In the wake of the tragic shooting at Sandy Hook Elementary School there was a flurry of discussion about gun control in my Twitter and Facebook feeds. One statistic from an April 2012 New Yorker article caught my attention:
The United States is the country with the highest rate of civilian gun ownership in the world. (The second highest is Yemen, where the rate is nevertheless only half that of the U.S.) No civilian population is more powerfully armed.
I posted this quote on Facebook and was asked whether there was any correlation between rates of gun ownership and gun-related deaths. After 20 minutes of grabbing some data on worldwide gun ownership and gun deaths from Wikipedia and running it through R I produced the following graph.
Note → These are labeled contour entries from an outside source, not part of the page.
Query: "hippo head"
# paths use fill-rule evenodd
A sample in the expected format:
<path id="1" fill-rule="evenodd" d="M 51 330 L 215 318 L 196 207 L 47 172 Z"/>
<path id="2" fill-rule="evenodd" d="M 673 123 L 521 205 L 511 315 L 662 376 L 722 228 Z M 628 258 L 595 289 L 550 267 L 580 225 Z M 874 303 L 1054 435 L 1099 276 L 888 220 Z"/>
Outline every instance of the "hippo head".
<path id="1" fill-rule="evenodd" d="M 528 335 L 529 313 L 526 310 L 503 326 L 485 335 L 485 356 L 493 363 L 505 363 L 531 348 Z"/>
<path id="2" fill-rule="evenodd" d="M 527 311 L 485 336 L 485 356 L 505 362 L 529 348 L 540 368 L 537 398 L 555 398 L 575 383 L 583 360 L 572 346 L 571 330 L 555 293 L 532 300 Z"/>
I posted this graph on Twitter late on Sunday night and woke up this morning to find it had been retweeted over 200 times. In addition, there were a large number of questions and requests for different graphs.
Out of curiosity, I grabbed gun death and gun ownership data for OECD countries from Wikipedia and ran it through R: dl.dropbox.com/u/38668/deaths…
— Mark Reid (@mdreid) December 16, 2012
So that others can analyse the data I used themselves, I thought I would write up how I created the graph.
The first step was finding data on gun ownership and gun-related deaths and getting it into R.
A quick search revealed Wikipedia articles on countries by firearm-related death rate and Number of guns per capita by country. I cut and pasted the tables in these articles into a text editor and saved them as CSV files. I also grabbed a list of OECD countries from Wikipedia and converted it. You can grab the resulting files here:
The R code I used to create the plot is given below. It simply reads in the data from the guns and deaths CSV files, merges them, adds a column denoting whether a country is in the OECD, and then plots the results.
guns <- read.table("data/guns.csv", sep="\t", header=TRUE)
deaths <- read.table("data/deaths.csv", sep="\t", header=TRUE)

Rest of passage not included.